The recipe for stuffed eggs with tarragon, луком-резанцем, петрушкой. Photo of the dish: Кон ПулосTime: 20 minutes Difficulty: easy. Recipes use dimensional capacity: 1 cup (tbsp.) – 240 ml. 3/4 cup (st.) – 180 ml 1/2 cup (tbsp.) – 120 ml. 1/3 cup (st.) – 80 ml. 1/4 cups (st.) – 60 ml. 1 tablespoon (tbsp.) – 15 ml. 1 teahouse spoon (tsp) – 5 ml.
Ingredients for the recipe:
- 6 eggs
- 1 tbsp. l milk
- 1/4 Art. mayonnaise
- 1/4 tsp mustard powder
- 1 tbsp. l chopped parsley
- 1 tbsp. l chopped chives
- 1 tbsp. l chopped tarragon
- Salt and Freshly Ground Peppers
- Paprika
Recipes with similar ingredients: eggs, milk, mayonnaise, mustard powder, parsley, chives, tarragon, paprika
Recipe preparation:
- Put eggs in a pan, pour cold water. To put pan on the stove and bring to a boil. Then remove the pan from cook the plates, cover and leave the eggs in hot water for 10 minutes. Drain, rinse under cold water, cool and clean shells. Cut the eggs in half and take out the yolks.

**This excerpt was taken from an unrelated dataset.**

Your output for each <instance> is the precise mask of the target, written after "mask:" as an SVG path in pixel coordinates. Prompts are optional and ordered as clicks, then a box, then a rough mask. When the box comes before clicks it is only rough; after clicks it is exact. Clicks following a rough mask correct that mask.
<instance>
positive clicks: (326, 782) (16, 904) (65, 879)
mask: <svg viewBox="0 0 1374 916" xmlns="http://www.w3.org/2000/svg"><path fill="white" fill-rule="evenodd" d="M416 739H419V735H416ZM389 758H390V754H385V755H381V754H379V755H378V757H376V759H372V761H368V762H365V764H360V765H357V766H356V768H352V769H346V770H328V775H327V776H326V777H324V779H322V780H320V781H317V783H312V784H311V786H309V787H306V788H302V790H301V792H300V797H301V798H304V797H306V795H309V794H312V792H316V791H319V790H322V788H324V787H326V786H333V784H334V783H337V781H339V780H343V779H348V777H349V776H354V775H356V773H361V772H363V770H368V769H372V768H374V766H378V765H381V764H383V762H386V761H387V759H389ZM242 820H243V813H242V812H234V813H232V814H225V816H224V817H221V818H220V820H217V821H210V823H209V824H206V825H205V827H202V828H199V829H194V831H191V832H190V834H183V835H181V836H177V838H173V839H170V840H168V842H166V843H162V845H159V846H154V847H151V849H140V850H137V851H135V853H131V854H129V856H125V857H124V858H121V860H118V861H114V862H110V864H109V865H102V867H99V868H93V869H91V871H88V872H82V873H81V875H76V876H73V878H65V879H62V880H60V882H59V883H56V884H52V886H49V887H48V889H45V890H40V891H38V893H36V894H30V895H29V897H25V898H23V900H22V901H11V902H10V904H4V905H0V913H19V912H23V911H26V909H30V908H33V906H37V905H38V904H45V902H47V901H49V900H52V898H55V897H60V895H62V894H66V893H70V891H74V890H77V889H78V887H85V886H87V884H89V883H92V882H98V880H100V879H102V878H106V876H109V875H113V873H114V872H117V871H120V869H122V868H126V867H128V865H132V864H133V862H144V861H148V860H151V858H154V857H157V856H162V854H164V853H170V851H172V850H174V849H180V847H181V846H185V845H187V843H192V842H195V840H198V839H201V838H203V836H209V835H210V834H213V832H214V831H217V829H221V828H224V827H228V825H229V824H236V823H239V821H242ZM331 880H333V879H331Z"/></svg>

- Then put the yolks in a blender, add milk, mayonnaise, mustard powder, chopped herbs and chop in mashed potatoes, salt and pepper to taste. Fill a pastry bag with a nozzle, in the form of star the resulting mixture and squeeze onto egg whites. From above sprinkle with chives and paprika.